4/24/2004

SATURDAY | We'll visit Malvern Hill on this McClellan Poetry Day, the first of several excursions into this subject.

Malvern Hill was the culmination of the Seven Days battles in McClellan's first Richmond Campaign and it handed Robert. E. Lee his bloodiest defeat until Antietam (July 1, 1862). I wanted to begin our long poetic trek through Malvern Hill with excerpts from Col. Charles Sprague, who tried his hand at an epic verse in honor of the whole history of the 44th NY Vol. Inf. ("Ellsworth's Regiment"). The poem contains this interesting mistake:

As a second consecration, even holier and higher,
They at Hanover were christened with the red baptism of fire.
They were in those seven days' fighting which began at Malvern Hill,
Till the headlong rebel onslaught we repulsed at Gaines' Mill.
Following brave Fitz-John Porter whom his own Fifth Army Corps
Through the long years of injustice only honored all the more.

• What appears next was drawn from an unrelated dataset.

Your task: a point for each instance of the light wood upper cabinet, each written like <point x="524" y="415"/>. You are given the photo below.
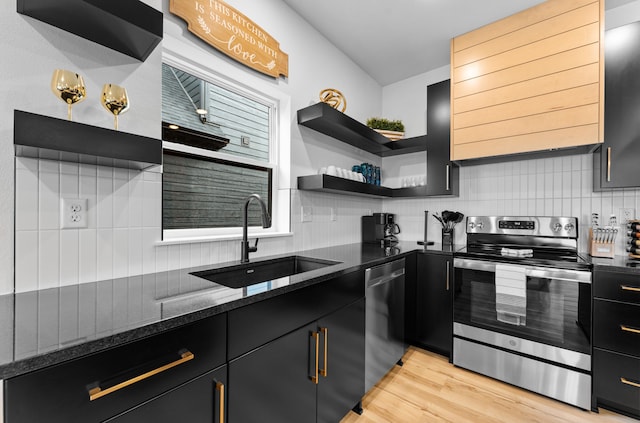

This excerpt comes from here and the mistake is that "Gaines' Mill" and "Malvern Hill" have been switched chronologically. Fifth Corps attacked and crushed Rebel forces at Hanover Court House before the Seven Days' battle; Malvern Hill ended the Seven Days. I'm not sure who made the mistake: the transcriber, the compositor, or the poet.

(I believe Hanover Court House was also later known as First Cold Harbor - a naming convention that must have intended a dig at "second" Cold Harbor.)

"The injustice" refers to the trumped-up charges against Porter lodged before Antietam which resulted in conviction in a court hand-picked by Porter's enemies. The conviction was reversed later.

I like this part of the poem:

Fifty years have passed above us, we have lived our lives since then,
And the "boys" who marched so gaily, now are sober, serious men.
"On the world's broad field of battle" we have waged another strife,
And have found our rest but broken "in the bivouac of life."